The nominees for the $100,000 prize – a welcome mix of short fiction, work-in-translation and books from the country's small-press community – were announced at the Bau-Xi Gallery in Toronto on Monday.
The jury praised O'Neill's short story collection, Daydreams of Angels, as "a work of acute charm and radically deft imagination." In addition to her novel The Girl Who Was Saturday Night, which was a finalist for the prize last year, she is the author of Lullabies for Little Criminals, which won CBC's Canada Reads competition in 2007.
Toronto's André Alexis, whose debut novel Childhood was a finalist for the prize in 1998, returns to the shortlist with Fifteen Dogs, in which a pack of dogs are gifted human consciousness by a pair of meddlesome Greek gods. The novel, said the jury, is "a wonderful and original piece of writing that challenges the reader to examine their own existence and recall the age-old question, what's the meaning of life?" The novel is published by Coach House Books, the historic Toronto indie press celebrating its 50th anniversary this year. This marks their first-ever spot on the shortlist.
Another small press, Windsor-based Biblioasis, landed two books on the shortlist for the first time in its 11-year history: Vancouver's Anakana Schofield, who won the Amazon.ca First Novel Award for her debut, Malarky, was recognized for her "stylish and provocative" second novel, Martin John, about a mentally disturbed man living in London, while Montreal writer Samuel Archibald is nominated for his short-story collection Arvida (translated from the French by Donald Winkler), which the jury praised as "wise and funny and impeccably crafted." Arvida, which was published in Quebec in 2011, where it won several awards, is the first book in translation on the shortlist since Kim Thúy's Ru in 2012.
Finally, Rachel Cusk – a writer many people didn't realize was Canadian until the long-list was announced last month (she lives in England) – is nominated for her novel Outline, which the jury called "compulsively readable and dazzlingly intelligent" and "a novel of breathtaking skill and originality."
The shortlist was chosen by a jury composed of Canadian writers Alison Pick, Cecil Foster and Alexander MacLeod, as well as the British author Helen Oyeyemi and Ireland's John Boyne, who is serving as jury chair.

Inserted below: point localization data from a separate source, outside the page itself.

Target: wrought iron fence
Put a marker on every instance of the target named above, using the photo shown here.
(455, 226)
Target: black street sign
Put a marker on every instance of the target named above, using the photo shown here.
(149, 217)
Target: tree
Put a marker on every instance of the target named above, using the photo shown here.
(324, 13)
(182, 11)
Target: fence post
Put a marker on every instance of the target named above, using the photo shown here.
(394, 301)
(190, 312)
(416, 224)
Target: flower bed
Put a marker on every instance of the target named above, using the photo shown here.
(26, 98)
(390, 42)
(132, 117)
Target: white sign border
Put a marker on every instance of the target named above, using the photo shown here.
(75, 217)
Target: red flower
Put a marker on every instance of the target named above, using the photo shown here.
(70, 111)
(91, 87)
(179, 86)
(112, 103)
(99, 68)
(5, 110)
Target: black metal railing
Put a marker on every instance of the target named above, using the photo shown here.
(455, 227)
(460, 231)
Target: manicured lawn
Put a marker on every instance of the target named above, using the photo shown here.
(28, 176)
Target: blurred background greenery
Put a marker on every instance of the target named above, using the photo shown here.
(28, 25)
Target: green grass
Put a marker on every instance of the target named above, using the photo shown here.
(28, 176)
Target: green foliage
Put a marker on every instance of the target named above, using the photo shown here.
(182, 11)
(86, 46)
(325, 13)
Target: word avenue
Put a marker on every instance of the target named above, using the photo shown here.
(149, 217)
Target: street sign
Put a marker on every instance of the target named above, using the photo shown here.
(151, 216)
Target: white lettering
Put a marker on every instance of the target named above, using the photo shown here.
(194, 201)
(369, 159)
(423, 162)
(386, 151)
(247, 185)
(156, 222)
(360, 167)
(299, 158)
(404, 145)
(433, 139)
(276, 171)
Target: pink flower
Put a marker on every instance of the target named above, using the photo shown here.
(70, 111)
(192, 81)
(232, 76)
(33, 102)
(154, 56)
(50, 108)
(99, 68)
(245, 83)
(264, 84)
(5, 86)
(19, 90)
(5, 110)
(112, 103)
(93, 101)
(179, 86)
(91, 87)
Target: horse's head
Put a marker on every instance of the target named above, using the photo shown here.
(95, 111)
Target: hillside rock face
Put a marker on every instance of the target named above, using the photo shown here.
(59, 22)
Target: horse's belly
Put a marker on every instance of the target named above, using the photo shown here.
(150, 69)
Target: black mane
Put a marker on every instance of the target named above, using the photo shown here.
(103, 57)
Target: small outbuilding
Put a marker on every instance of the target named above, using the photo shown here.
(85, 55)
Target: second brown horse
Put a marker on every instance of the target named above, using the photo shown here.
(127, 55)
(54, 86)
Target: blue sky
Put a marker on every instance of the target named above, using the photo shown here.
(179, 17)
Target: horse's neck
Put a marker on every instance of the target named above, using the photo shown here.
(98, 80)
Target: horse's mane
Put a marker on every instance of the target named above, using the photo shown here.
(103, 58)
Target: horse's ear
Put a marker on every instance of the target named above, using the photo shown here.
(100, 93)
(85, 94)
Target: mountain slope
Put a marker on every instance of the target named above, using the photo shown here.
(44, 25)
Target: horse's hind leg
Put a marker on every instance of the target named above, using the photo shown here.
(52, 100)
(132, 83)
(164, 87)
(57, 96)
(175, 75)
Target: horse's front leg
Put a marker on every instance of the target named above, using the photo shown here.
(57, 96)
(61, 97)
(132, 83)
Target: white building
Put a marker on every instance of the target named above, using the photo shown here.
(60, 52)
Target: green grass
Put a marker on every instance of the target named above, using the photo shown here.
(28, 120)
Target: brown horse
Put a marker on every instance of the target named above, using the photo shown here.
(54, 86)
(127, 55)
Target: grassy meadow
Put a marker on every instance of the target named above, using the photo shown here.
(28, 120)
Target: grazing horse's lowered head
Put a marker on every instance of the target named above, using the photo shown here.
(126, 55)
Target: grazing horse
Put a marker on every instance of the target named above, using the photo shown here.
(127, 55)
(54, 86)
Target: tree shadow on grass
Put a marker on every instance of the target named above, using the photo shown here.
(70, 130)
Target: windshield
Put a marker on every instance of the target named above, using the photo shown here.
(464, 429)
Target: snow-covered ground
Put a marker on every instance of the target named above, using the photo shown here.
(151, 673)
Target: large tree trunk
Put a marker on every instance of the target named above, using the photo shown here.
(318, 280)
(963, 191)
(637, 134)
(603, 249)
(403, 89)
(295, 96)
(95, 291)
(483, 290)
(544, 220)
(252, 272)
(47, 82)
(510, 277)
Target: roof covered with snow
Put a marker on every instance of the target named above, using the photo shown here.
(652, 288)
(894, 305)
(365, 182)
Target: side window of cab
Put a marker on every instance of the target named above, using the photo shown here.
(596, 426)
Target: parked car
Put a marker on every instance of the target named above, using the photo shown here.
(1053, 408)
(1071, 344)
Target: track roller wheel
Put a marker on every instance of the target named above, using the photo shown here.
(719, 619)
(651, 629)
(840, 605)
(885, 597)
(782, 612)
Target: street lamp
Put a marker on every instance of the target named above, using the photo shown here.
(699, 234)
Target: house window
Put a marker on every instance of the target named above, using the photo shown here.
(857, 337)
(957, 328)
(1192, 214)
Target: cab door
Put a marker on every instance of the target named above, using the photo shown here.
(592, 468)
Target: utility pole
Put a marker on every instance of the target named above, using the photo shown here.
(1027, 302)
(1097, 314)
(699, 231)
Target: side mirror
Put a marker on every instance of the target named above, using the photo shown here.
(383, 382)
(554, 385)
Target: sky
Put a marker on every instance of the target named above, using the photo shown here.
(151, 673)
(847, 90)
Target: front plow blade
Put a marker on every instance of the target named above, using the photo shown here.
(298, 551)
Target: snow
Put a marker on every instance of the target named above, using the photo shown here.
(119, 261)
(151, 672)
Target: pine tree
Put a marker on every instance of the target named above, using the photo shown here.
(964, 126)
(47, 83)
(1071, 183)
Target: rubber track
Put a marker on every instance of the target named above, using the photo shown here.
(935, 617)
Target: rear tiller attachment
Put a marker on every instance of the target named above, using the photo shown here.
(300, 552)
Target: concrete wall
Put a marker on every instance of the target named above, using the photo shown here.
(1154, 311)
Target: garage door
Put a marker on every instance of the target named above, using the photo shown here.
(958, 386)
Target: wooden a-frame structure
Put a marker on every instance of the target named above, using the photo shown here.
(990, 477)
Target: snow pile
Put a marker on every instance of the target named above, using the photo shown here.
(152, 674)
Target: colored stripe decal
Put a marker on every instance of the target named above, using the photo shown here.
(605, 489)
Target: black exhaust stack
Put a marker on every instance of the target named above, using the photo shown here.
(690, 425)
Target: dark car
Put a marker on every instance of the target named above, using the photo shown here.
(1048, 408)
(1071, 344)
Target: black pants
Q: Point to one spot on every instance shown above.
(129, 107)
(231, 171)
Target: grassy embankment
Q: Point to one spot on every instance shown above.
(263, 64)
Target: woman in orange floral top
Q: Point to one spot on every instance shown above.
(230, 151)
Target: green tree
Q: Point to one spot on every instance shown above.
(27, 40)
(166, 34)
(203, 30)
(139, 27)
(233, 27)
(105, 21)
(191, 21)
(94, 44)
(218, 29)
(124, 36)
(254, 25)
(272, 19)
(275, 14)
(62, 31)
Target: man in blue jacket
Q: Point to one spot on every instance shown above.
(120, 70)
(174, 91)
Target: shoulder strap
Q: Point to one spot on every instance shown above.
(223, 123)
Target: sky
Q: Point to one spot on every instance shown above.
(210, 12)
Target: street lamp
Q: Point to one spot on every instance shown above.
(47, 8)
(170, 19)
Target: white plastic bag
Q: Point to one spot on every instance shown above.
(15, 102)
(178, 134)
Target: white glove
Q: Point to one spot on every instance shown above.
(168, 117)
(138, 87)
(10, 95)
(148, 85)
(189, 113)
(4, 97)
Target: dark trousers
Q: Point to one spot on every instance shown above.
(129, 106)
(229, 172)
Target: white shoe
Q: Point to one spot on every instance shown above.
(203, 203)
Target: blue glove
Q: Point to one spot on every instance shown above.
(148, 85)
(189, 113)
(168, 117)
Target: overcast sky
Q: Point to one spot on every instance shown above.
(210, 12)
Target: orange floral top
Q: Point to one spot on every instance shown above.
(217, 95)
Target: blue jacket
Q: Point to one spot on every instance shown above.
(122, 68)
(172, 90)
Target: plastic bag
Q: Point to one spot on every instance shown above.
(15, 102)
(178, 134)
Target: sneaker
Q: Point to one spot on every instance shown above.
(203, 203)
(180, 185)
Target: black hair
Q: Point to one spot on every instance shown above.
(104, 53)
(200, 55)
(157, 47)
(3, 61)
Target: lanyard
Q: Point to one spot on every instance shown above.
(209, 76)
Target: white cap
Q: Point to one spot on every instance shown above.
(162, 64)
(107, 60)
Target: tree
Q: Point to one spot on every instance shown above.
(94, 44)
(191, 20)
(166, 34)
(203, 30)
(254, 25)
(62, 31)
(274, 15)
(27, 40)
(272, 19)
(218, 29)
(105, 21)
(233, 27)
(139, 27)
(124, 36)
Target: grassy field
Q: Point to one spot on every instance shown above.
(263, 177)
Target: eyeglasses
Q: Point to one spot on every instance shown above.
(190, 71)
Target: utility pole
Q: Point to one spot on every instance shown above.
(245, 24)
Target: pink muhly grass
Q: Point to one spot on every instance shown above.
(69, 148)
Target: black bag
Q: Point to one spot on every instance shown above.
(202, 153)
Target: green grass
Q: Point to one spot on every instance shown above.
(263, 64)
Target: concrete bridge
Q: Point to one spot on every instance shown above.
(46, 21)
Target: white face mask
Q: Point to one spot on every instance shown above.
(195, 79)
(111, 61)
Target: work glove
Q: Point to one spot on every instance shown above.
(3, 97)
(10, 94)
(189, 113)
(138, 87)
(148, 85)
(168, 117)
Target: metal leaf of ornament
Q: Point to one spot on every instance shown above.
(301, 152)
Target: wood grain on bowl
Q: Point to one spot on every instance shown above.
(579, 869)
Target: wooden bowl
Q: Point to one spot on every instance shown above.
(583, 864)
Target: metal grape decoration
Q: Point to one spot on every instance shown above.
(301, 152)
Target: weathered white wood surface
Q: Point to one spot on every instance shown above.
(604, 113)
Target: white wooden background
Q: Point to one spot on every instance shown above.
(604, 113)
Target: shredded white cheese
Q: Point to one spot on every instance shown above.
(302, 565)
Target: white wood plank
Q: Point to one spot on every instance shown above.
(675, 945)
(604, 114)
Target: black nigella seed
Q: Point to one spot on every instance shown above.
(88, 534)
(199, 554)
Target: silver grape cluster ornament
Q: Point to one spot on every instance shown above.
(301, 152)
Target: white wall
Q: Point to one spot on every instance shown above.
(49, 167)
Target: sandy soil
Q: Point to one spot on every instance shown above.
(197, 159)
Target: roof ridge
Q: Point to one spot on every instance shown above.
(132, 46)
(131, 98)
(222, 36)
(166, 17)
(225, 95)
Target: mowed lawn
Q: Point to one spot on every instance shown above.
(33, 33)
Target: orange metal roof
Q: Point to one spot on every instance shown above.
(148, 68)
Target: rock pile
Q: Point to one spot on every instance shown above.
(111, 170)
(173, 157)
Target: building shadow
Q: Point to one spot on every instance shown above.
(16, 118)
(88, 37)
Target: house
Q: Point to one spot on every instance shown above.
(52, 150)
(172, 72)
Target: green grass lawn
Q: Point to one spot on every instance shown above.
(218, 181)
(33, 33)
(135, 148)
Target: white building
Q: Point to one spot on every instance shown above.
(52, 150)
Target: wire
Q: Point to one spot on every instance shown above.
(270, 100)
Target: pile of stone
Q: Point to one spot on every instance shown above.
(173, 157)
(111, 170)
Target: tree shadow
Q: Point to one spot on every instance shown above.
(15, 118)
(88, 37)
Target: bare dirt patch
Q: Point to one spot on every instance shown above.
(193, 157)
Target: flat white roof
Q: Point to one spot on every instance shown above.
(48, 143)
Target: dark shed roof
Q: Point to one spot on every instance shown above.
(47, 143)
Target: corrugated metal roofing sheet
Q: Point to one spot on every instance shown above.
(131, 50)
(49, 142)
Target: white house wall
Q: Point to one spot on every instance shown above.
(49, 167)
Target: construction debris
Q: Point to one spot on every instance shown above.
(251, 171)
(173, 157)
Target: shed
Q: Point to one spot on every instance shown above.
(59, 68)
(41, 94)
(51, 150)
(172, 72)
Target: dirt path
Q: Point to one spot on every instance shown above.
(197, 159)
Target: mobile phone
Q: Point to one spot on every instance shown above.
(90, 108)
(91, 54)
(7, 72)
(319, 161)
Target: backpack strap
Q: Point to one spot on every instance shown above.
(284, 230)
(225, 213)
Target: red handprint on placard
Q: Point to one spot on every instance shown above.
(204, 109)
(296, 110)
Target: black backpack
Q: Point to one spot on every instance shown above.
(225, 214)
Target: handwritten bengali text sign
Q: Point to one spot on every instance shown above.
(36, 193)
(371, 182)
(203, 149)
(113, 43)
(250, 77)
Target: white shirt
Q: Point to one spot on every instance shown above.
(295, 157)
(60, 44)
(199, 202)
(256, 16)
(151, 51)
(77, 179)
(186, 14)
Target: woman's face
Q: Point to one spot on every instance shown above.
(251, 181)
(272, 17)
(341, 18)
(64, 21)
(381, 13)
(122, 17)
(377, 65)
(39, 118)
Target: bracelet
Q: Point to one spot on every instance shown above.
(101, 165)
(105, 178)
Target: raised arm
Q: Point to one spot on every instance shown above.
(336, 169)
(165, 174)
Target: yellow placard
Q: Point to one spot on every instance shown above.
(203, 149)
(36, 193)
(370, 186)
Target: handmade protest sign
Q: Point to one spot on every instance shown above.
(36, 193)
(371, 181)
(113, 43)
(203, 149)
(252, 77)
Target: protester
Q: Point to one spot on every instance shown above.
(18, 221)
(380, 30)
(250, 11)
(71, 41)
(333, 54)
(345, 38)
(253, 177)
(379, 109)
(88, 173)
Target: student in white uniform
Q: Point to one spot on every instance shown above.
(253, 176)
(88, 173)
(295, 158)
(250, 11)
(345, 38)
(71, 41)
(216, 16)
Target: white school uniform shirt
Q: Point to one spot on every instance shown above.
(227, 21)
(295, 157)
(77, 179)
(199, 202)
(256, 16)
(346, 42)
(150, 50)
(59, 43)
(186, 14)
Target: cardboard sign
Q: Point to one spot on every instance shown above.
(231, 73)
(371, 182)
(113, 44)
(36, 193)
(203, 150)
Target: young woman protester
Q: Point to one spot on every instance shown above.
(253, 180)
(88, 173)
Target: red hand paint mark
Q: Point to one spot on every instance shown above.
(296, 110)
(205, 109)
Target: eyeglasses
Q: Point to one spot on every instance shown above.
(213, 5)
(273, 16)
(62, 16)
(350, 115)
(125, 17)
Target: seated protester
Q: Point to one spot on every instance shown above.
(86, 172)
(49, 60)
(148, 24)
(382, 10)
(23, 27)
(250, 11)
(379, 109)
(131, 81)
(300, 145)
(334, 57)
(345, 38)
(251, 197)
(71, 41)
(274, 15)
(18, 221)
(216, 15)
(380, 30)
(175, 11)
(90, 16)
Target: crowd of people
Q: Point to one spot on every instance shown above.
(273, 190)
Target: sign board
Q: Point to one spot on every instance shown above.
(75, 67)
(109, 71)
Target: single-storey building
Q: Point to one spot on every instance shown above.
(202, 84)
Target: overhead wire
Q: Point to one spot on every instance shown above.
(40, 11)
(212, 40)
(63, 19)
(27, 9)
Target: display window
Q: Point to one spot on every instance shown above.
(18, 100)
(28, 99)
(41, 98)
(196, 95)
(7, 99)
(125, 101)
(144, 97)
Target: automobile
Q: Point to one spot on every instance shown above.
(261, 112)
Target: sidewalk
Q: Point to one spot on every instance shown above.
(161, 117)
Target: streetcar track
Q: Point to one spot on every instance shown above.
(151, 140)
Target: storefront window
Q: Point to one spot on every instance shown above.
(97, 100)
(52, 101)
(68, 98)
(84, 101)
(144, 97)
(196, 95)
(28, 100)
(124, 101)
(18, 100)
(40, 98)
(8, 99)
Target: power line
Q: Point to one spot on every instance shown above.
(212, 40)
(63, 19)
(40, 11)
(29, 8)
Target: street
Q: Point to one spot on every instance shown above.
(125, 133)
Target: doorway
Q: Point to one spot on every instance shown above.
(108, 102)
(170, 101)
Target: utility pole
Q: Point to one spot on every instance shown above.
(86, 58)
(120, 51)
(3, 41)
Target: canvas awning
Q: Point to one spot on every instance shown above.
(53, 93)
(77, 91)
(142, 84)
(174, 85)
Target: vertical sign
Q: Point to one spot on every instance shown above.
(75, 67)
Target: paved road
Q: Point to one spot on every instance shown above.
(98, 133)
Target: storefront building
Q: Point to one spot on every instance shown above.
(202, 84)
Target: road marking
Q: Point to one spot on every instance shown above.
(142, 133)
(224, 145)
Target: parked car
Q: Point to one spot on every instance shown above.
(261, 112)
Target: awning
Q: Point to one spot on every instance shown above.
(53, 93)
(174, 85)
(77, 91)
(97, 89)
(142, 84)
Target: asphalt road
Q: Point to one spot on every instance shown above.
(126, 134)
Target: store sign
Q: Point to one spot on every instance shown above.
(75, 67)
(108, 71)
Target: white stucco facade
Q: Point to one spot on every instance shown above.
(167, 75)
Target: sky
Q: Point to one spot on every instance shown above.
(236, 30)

"We just loved these [books] and we thought each of these could be a potential winner," said Boyne, who along with the rest of the jury read 168 books submitted by 63 different publishers from across the country. "I came into the process wondering what Canadian contemporary literature was going to be, and thinking I was going to come out of it saying, 'Well, it's about this or it's about this.' And it's not. Canadian literature is the same as international literature. It embraces all subject matter, it embraces all themes – any of these books could be written by a Norwegian writer or an Irish writer or a Dutch writer. It's a universal language, and I just feel really pleased with the five that we have."
The announcement was scheduled to take place at the Art Gallery of Ontario, but a reported gas leak in the neighbourhood prompted the last-minute change of venue; publishers, editors, literary agents, authors and members of the media headed to a small gallery across the street to learn the finalists, leading founder Jack Rabinovitch to joke that "it's an explosive list."
The winner will be announced on Nov. 10 at a gala ceremony in Toronto hosted by Rick Mercer, who quipped "the gas leak was called in by the Man Booker Prize."